Cybersecurity firm Avast announced at MWC 2018 the results of a new global research study concerning malware, the mobile banking kind, and the results aren’t particularly enthusiastic.

Apparently, some 36% of respondents mistook a fake mobile banking app interface for the real one, which means one in three users might be at risk of having their financial data stolen.

Avast explained it surveyed almost 40,000 consumers in 12 countries around the world, including U.S., UK, France, Germany, Russia, Japan, Mexico, Argentina, Indonesia, Czech Republic, Brazil, and Spain. They were asked to compare the authenticity of official and counterfeit mobile baking apps. Avast used mobile apps for various banks around the world, including Citibank, Wells Fargo, Santander, HSBC, ING, Chase, Bank of Scotland and Sberbank, which happen to have been targeted by cybercriminals.

About two in five survey respondents (43%) said they use mobile apps, Avast reports. 30% of those people who said they don’t bank on mobile devices mentioned the lack of security as the leading concern.
Some 58% of respondents identified the official mobile app as fraudulent, while 36% thought the fake one was the real thing. For Spain, the numbers are at 67% and 27%, respectively. And that’s 40% and 42%, respectively, for US mobile users.

The survey also found that users are more concerned about having their bank account hacked than losing a waller or a purse or having their social media accounts hacked. That’s hardly a surprising finding.

Avast said that mobile malware that targets financial application has increased in sophistication, and hackers are able to create fake landing pages that look like the real thing.

Last November, Avast in cooperation with Eset and SfyLabs discovered a new strain of the BankBot Trojan in the Google Play store, disguised as flashlight and Solitaire apps.

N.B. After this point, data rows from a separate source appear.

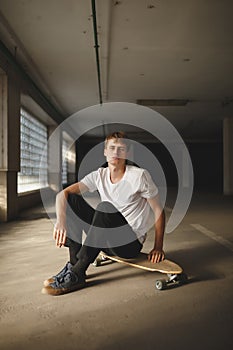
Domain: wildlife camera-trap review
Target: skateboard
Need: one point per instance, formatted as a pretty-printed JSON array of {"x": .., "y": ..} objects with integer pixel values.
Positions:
[{"x": 175, "y": 274}]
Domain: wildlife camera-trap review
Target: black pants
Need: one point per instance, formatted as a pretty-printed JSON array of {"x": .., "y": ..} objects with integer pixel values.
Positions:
[{"x": 107, "y": 230}]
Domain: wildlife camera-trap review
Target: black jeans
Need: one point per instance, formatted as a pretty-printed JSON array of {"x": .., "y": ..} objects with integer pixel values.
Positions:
[{"x": 107, "y": 230}]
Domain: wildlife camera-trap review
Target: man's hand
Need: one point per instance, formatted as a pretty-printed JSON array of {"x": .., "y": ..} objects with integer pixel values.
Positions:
[
  {"x": 156, "y": 256},
  {"x": 59, "y": 234}
]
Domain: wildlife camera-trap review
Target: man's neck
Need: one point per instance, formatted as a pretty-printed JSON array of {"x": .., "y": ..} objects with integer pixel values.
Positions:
[{"x": 116, "y": 172}]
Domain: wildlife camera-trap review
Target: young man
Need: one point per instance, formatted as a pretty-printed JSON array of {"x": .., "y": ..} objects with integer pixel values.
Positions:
[{"x": 118, "y": 225}]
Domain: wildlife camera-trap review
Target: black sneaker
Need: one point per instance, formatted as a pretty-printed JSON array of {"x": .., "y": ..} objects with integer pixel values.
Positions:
[
  {"x": 68, "y": 283},
  {"x": 58, "y": 276}
]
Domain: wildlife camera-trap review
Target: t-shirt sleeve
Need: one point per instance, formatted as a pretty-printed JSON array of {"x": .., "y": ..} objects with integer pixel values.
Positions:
[
  {"x": 148, "y": 188},
  {"x": 90, "y": 181}
]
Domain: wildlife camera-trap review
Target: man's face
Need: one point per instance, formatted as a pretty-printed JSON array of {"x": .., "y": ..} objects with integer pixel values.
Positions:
[{"x": 115, "y": 152}]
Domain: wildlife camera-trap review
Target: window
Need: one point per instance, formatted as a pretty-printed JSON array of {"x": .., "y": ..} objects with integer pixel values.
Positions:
[
  {"x": 33, "y": 144},
  {"x": 64, "y": 161}
]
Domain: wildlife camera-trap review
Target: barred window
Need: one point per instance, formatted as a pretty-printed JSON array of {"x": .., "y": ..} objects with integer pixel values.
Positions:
[{"x": 33, "y": 143}]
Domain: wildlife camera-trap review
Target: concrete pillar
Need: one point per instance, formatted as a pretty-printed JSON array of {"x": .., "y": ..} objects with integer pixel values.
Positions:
[
  {"x": 9, "y": 144},
  {"x": 228, "y": 156}
]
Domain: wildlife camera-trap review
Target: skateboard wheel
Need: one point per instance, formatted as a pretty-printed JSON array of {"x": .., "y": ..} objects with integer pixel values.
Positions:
[
  {"x": 96, "y": 263},
  {"x": 182, "y": 278},
  {"x": 160, "y": 284}
]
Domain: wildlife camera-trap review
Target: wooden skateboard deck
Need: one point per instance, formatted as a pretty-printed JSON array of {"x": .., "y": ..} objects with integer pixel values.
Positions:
[
  {"x": 142, "y": 262},
  {"x": 174, "y": 272}
]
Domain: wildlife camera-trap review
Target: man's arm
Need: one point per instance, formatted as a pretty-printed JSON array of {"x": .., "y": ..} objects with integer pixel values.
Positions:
[
  {"x": 59, "y": 232},
  {"x": 157, "y": 253}
]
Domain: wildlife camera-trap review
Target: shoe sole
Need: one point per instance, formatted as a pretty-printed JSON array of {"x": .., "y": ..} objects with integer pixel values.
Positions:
[{"x": 55, "y": 292}]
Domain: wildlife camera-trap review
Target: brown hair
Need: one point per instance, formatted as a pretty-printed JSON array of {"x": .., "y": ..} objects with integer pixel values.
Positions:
[{"x": 118, "y": 136}]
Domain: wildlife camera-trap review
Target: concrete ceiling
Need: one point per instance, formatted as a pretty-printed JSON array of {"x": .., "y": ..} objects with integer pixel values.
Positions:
[{"x": 173, "y": 49}]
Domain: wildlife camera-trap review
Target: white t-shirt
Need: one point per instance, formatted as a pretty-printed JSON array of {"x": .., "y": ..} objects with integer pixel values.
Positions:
[{"x": 129, "y": 195}]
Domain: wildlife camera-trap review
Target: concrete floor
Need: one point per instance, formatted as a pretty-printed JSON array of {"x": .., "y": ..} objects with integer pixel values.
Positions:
[{"x": 120, "y": 308}]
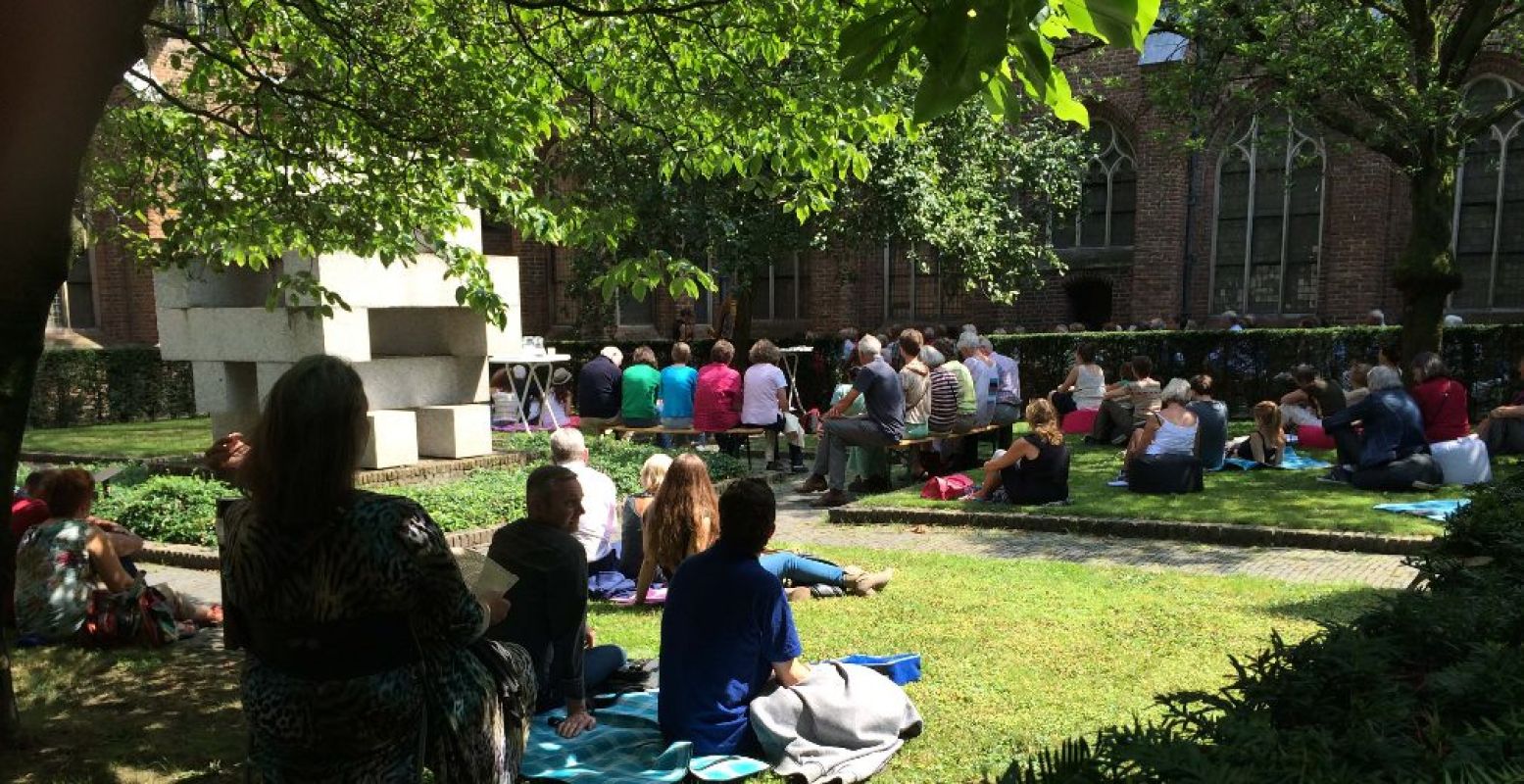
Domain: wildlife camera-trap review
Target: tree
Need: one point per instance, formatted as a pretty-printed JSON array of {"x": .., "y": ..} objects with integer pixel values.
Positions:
[
  {"x": 321, "y": 125},
  {"x": 1387, "y": 75}
]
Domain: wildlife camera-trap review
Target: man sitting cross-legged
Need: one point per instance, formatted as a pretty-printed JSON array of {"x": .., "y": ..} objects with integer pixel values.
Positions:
[
  {"x": 548, "y": 603},
  {"x": 881, "y": 426},
  {"x": 727, "y": 630}
]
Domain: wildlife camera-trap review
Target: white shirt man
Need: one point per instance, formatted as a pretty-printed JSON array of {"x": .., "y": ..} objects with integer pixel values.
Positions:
[{"x": 598, "y": 528}]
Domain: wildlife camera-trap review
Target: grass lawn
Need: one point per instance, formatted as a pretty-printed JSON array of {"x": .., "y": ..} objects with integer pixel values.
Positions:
[
  {"x": 1263, "y": 496},
  {"x": 168, "y": 438},
  {"x": 1018, "y": 655}
]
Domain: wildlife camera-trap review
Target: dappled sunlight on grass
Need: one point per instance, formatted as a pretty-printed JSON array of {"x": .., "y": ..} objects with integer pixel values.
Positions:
[
  {"x": 168, "y": 438},
  {"x": 1263, "y": 496}
]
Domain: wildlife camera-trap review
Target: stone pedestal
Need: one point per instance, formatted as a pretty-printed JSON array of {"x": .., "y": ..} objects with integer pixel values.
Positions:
[
  {"x": 392, "y": 441},
  {"x": 455, "y": 430}
]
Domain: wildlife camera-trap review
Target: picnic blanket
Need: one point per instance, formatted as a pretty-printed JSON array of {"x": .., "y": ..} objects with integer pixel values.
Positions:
[
  {"x": 625, "y": 748},
  {"x": 1438, "y": 510},
  {"x": 1291, "y": 461}
]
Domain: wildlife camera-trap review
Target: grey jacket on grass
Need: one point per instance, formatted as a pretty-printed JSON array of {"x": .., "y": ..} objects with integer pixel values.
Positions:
[{"x": 842, "y": 723}]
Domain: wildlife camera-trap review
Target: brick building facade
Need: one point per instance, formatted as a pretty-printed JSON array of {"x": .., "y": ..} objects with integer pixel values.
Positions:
[{"x": 1271, "y": 217}]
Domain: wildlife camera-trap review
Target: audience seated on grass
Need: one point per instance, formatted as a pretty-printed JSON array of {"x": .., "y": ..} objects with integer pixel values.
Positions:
[
  {"x": 727, "y": 632},
  {"x": 548, "y": 602},
  {"x": 71, "y": 584},
  {"x": 1161, "y": 455},
  {"x": 716, "y": 399},
  {"x": 598, "y": 528},
  {"x": 637, "y": 389},
  {"x": 1084, "y": 386},
  {"x": 1266, "y": 443},
  {"x": 1035, "y": 467},
  {"x": 1212, "y": 422},
  {"x": 1390, "y": 450},
  {"x": 881, "y": 426},
  {"x": 1442, "y": 400},
  {"x": 1312, "y": 400},
  {"x": 1503, "y": 429},
  {"x": 681, "y": 520},
  {"x": 598, "y": 391},
  {"x": 942, "y": 413},
  {"x": 763, "y": 403},
  {"x": 678, "y": 383},
  {"x": 631, "y": 526},
  {"x": 365, "y": 658},
  {"x": 555, "y": 409},
  {"x": 1128, "y": 403}
]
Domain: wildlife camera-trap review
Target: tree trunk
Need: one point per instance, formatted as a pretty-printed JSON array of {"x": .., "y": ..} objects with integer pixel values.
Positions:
[
  {"x": 1427, "y": 269},
  {"x": 61, "y": 60}
]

Once downloaded, these apps would create a fake overlay on top of a real mobile banking application when the user opened the banking app. The purpose of the fake interface is to collect user data that would then allow hackers to steal credentials.

“We are seeing a steady increase in the number of malicious applications for Android devices that are able to bypass security checks on popular app stores and make their way onto consumers’ phones. Often, they pose as gaming and lifestyle apps and use social engineering tactics to trick users into downloading them”, Senior Vice President and General Manager of Mobile at Avast said.

While Avast singled out Android in the announcement, the company did warn both Android and iPhone users to be extra vigilant when downloading new mobile apps.